0115 966 7955 Today's Opening Times 10:00 - 20:00 (BST)

Data Mining Techniques in DNA Microarray Data

Published: Last Edited:

Disclaimer: This essay has been submitted by a student. This is not an example of the work written by our professional essay writers. You can view samples of our professional work here.

Any opinions, findings, conclusions or recommendations expressed in this material are those of the authors and do not necessarily reflect the views of UK Essays.
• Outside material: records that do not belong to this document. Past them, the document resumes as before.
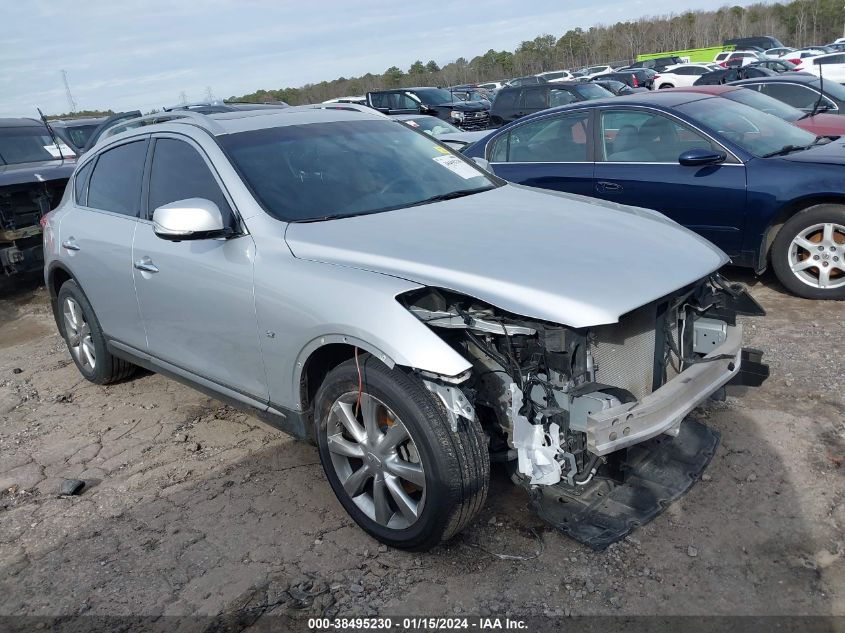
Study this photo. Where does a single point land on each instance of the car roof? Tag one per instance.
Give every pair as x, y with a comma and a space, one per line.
222, 123
76, 122
789, 78
20, 122
706, 89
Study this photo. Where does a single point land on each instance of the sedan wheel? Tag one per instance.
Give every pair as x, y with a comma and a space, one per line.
376, 460
79, 335
808, 253
817, 256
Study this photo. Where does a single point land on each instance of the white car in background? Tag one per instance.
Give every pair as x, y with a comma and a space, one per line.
728, 56
775, 53
830, 66
553, 76
797, 56
682, 75
593, 71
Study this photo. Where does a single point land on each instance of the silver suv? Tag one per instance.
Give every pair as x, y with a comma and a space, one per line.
356, 283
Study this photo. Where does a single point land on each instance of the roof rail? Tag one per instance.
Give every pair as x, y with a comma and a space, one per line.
354, 107
201, 120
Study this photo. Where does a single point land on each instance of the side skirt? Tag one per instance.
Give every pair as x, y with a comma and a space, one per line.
291, 422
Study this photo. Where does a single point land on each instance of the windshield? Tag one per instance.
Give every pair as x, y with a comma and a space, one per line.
434, 96
432, 125
764, 103
344, 168
591, 91
26, 145
756, 132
  • Nur Muyassarah Mohd Azmin



In this paper, we will find out the relation between data mining techniques that is used in DNA microarray data. With this, we’ll know how the data mining will helps in finding the results for bioinformaticians in using the DNA Microarray Data. A framework may be a gradable directory that encapsulates shared resources, like a dynamic shared library, nib files, image files, localized strings, header files, and reference documentation in a very single package. Multiple applications will use all of those resources at the same time. The system masses them into memory and shares the one copy of the resource among all applications whenever potential.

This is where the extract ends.